Many revelers see a midweek Halloween as an opportunity to dress up and party for two weekends — before and after the holiday — instead of just one. Such autumnal parties are prime targets for large, open-air fires — what we know as bonfires. But what exactly is so bon about bonfires?
Samuel Johnson, in his 1755 dictionary, wrote that the word bonfire came from a combination of the French bon “good” and the English fire. His ideas are reflected in other European languages, too; in German, for example, a bonfire is a Freudenfeuer, and in French it’s a feu de joie — both mean “joyous fire.”
But according to Merriam-Webster’s etymologists, Johnson is probably wrong about where the word came from, and their arguments are solid: First, the hybrid combination of French bon and the word fire, which comes straight out of Old English, would have been unusual at the time. Second, considering bonfire’s age, if the bon came from French, we would have expected it to evolve into boonfire instead.

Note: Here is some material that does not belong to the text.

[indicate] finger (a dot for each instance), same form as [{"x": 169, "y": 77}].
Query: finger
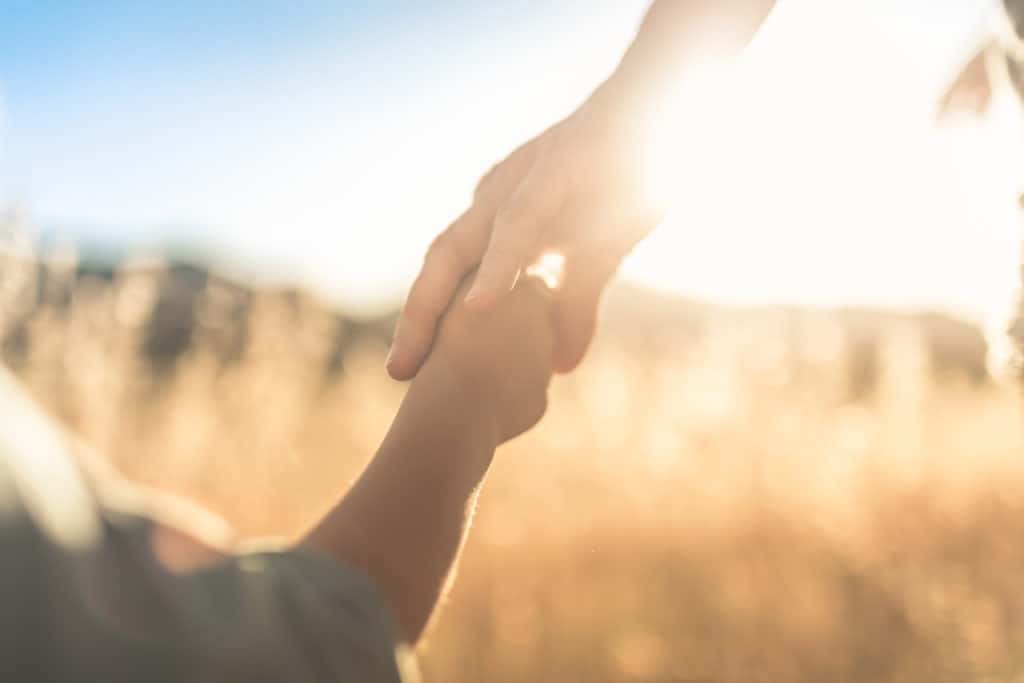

But perhaps the most convincing argument is that the earliest attestation of bonfire in English writing was spelled banefire. Bane is a spelling of bone that persisted in Scotland for centuries. Most likely, then, the original bonfires trace their name back midsummer Celtic rituals in which animal bones were burned to ward off evil spirits.
They were bone fires.
So if you find yourself at a Halloween bonfire this weekend, tossing some leftover chicken bones into the fire not only would be historically accurate, but it could help ward off those creatures of the night at the time of year they are most likely to pay you an unwanted visit.